The Social Sex by Yalom Marilyn & Brown Theresa Donovan
Author:Yalom, Marilyn & Brown, Theresa Donovan
Language: eng
Format: epub
Publisher: HarperCollins
Published: 2015-09-22T04:00:00+00:00
NINE
COLLEGE GIRLS, CITY GIRLS, AND THE NEW WOMAN
“The Hull-House Woman’s Club was one of Jane Addams’s favorite endeavors. It brought together women from all over the world. Once a week the women could leave their dreary homes and commune with other women and enjoy the hospitality of a cup of tea and a piece of cake.”
—HILDA SATT POLACHECK, I CAME A STRANGER: THE STORY OF A HULL-HOUSE GIRL (EARLY TWENTIETH CENTURY)

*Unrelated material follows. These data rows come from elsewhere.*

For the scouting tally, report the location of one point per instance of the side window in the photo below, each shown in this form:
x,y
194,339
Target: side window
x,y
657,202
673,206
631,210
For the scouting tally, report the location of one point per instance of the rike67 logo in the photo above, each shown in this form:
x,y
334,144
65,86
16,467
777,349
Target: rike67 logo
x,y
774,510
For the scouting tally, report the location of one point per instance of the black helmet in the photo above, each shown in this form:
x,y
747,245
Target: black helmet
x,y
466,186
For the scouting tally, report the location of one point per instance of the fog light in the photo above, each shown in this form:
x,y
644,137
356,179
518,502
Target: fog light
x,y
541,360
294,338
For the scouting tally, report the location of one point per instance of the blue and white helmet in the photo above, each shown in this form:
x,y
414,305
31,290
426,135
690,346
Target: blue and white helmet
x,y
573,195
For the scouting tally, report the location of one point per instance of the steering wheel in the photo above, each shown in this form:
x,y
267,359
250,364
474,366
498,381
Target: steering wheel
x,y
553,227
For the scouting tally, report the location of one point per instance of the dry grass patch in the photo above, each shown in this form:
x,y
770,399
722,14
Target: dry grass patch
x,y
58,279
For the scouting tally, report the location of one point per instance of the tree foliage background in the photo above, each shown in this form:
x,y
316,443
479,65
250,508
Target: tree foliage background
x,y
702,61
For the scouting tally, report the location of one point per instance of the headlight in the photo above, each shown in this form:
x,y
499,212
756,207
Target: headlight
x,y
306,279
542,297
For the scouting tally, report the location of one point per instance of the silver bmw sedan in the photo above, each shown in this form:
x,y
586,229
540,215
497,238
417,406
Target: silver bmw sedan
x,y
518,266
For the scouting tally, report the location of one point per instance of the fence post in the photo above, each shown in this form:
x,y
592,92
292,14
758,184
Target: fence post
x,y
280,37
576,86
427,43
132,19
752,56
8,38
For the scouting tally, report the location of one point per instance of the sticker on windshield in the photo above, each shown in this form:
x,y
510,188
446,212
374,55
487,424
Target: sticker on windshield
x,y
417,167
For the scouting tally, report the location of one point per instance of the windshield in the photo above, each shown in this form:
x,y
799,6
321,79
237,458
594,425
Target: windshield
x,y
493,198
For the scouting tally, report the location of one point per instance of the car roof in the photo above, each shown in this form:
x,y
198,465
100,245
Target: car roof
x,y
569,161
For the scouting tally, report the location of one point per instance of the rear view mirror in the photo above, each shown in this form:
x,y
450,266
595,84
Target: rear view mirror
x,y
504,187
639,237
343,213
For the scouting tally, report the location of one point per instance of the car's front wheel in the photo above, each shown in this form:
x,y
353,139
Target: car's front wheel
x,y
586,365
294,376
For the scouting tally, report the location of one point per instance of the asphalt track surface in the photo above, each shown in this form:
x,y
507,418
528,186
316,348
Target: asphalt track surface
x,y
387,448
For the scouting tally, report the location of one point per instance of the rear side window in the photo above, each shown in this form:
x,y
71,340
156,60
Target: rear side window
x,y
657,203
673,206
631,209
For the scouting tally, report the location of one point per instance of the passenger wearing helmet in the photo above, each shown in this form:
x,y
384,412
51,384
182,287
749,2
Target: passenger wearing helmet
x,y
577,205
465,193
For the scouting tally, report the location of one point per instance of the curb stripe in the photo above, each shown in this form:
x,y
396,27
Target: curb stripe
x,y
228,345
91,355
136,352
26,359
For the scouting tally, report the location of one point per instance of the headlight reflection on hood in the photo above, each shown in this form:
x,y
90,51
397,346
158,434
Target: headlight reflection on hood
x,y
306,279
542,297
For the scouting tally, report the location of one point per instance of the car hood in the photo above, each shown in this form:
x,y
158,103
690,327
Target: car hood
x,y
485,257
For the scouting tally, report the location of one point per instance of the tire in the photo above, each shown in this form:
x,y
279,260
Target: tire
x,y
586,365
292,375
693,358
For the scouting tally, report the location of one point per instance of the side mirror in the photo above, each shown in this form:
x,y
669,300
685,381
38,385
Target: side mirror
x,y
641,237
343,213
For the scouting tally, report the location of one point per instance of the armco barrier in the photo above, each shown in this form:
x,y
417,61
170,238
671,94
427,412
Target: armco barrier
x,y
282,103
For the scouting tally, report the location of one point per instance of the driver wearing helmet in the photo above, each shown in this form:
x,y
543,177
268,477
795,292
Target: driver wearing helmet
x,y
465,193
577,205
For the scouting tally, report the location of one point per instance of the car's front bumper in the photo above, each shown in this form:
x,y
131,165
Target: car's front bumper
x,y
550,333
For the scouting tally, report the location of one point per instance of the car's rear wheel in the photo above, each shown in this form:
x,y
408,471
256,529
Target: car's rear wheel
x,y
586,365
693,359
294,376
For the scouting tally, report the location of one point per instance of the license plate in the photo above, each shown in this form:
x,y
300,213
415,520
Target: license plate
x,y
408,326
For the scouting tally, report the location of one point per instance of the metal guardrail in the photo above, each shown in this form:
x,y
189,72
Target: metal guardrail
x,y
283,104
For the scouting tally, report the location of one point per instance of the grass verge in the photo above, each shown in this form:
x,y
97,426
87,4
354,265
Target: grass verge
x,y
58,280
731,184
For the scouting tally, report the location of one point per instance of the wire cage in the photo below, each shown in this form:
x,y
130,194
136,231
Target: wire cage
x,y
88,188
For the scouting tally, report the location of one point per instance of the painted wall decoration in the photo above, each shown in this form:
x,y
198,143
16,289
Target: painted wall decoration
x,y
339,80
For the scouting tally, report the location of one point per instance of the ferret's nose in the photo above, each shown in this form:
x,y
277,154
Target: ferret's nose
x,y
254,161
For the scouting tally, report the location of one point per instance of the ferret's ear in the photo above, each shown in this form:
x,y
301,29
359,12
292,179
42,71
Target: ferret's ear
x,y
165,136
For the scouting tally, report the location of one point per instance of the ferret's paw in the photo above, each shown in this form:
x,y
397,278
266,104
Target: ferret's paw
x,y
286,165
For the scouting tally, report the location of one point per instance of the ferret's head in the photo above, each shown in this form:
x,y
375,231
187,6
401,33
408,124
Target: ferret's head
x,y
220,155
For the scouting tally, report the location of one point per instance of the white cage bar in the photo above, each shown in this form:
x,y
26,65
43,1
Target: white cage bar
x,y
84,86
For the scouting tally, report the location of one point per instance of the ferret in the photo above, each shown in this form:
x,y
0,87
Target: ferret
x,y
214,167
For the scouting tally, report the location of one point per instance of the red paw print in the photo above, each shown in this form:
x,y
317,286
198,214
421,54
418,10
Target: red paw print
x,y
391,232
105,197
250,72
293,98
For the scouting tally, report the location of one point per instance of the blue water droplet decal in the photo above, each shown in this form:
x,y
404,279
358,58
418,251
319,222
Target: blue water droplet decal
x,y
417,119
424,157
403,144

“Neither of us had ever known any pleasure quite equal to the joy of coming home at the end of the day after a series of separate varied experiences, and each recounting those incidents to the other over late biscuits and tea.”
—VERA BRITTAIN, TESTAMENT OF FRIENDSHIP, 1940
GODEY’S LADY’S BOOK—THE FOREMOST AMERICAN journal for women during much of the nineteenth century—ceased publishing in 1878, and attempts to resuscitate it by steadfast supporters were unsuccessful. Its prescriptions for feminine purity, self-sacrifice, modesty, and dependence were no longer attractive to the “New Woman,” who had been shaped by higher education, employment, city living, and relative freedom. Although most women still looked to marriage and motherhood for their chief occupations in life, a new breed of restless women was bent on enlarging the scope of their pursuits, and consequently changed their friendship patterns. Whereas girls and women had once looked to their sisters, cousins, and immediate neighbors for their closest friends, the New Woman would find hers among schoolmates and college chums, in women’s clubs, at the workplace, and in urban environments often far from their hometowns.
The New Woman was both a European and an American phenomenon. She was to be found in London, Paris, Berlin, Stockholm, and Moscow as well as New York, Boston, Chicago, and San Francisco. She was characteristically young, well educated, high spirited, dynamic, competent, and daring. As pictured in the many images drawn by Charles Dana Gibson for Life magazine during the 1890s, she was likely to be attired in a high-collared white shirtwaist tucked into a dark, comfortable skirt that stopped at the ankles. Advertisements, magazines, and posters promoted the image of the New Woman, just as other forms of mass media would later exhibit images of the flapper, the housewife, the wartime worker, and the androgynous feminist. The bicycle was the symbol of the New Woman’s freedom outside the home, as she raced off with her friends—men or women—down city streets and into the countryside. However limited in actual numbers, the image of the New Woman set the tone for and affected the lives of countless American women.
There is no doubt that increased opportunities for education contributed to the formation of the New Woman. She and her college friends were among the first and second generations of American women to reap the benefits of changes that had taken place during the nineteenth century, when colleges and universities, originally restricted to male students, began to admit women—Oberlin as early as 1837. While traditional colleges in the East remained exclusively for men, many new colleges and universities in the Midwest and West began as coeducational institutions or eventually became coed.